Back outside, a covered patio that’s heated and enclosed in the winter offers more outdoor seating options, and five tobacco barns being transformed into a shopping village will sell everything from homebrewing equipment to jewelry once completed in the next year or so. There’s live music Mondays, Wednesdays, and Thursdays, trivia on Tuesdays, and food specials the other nights, including summer holiday pig pickings, compliments of the new outdoor smoker and grill. A sculpture of a howling wolf (which will get painted with a different design every month) sitting amidst a pond with a water wheel serves as the brewery’s mascot, and the grassy field’s perfect for outdoor concerts, like the Oktoberfest planned for fall. It’s a happy and happening place for tourists and craft beer-lovers alike.

And Wild Wolf’s still expanding. Four 30-barrel tanks are on the way to accommodate growing demand. “I always knew we’d expand, but didn’t expect it to be within six months of opening,” said Mary. They opened with five beers and now with their rotation of seasonal brews, Danny, who studied brewing at Chicago’s Siebel Institute of Technology, regularly makes 10. “I am blown away by how many recipes Danny comes up with, and the beers are incredible. He’s like a gifted chef,” said Mary.

Because beer doesn’t depend on a yearly harvest the way wine does, they’re always in production mode, but keep their seasonal batches small. Their fall Howling Pumpkin, for instance, required hand-roasting 800 pounds of pumpkins just for six barrels, so when it was gone, it was gone.
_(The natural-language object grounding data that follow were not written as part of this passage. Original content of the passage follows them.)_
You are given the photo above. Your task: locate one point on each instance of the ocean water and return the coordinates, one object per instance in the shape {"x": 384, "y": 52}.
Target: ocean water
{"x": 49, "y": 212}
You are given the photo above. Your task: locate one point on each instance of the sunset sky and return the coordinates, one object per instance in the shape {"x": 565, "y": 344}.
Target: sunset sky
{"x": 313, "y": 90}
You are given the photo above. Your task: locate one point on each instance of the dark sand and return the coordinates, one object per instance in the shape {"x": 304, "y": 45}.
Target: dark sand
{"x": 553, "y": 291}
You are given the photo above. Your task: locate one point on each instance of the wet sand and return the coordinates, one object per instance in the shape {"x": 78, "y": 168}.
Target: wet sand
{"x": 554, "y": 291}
Making enough for the brewery (where you can order flights, 2 oz. tastes, 16 oz. or 20 oz. glasses, or 64 oz. refillable growlers to-go) and restaurants like Miller’s, Beer Run, Rapture, and Brixx Pizza, which regularly pour Wild Wolf brews, keep Danny plenty busy, but retail bottles are on a distant horizon.

A hoppy Imperial Wit with pear and honey that’s on the current menu and brewed on the premises with beer from Blue Mountain and Devils Backbone (the other two breweries on the Brew Ridge Trail), suggests that the local brewing biz is a collaborative one. “I want visitors to have a good experience at all three and believe that the more people we bring down the road, the better,” said Mary, who credits Nelson County’s “perfect” water with why the area’s had such success with beer.

While Danny splits his days between brewing and selling his brand from the road, Doug (who built the restaurant’s tables and bar) keeps the acreage looking sharp with his new tractor, and Mary gives regular tours of the property. At the end of a long day, she sits down to enjoy what her family’s created, and over a glass of her favorite Blonde Hunny Ale laughs at the irony of her stymied wine cellar, “Of course, now that I can get a great price on wine, I’ve absolutely fallen in love with craft beer.”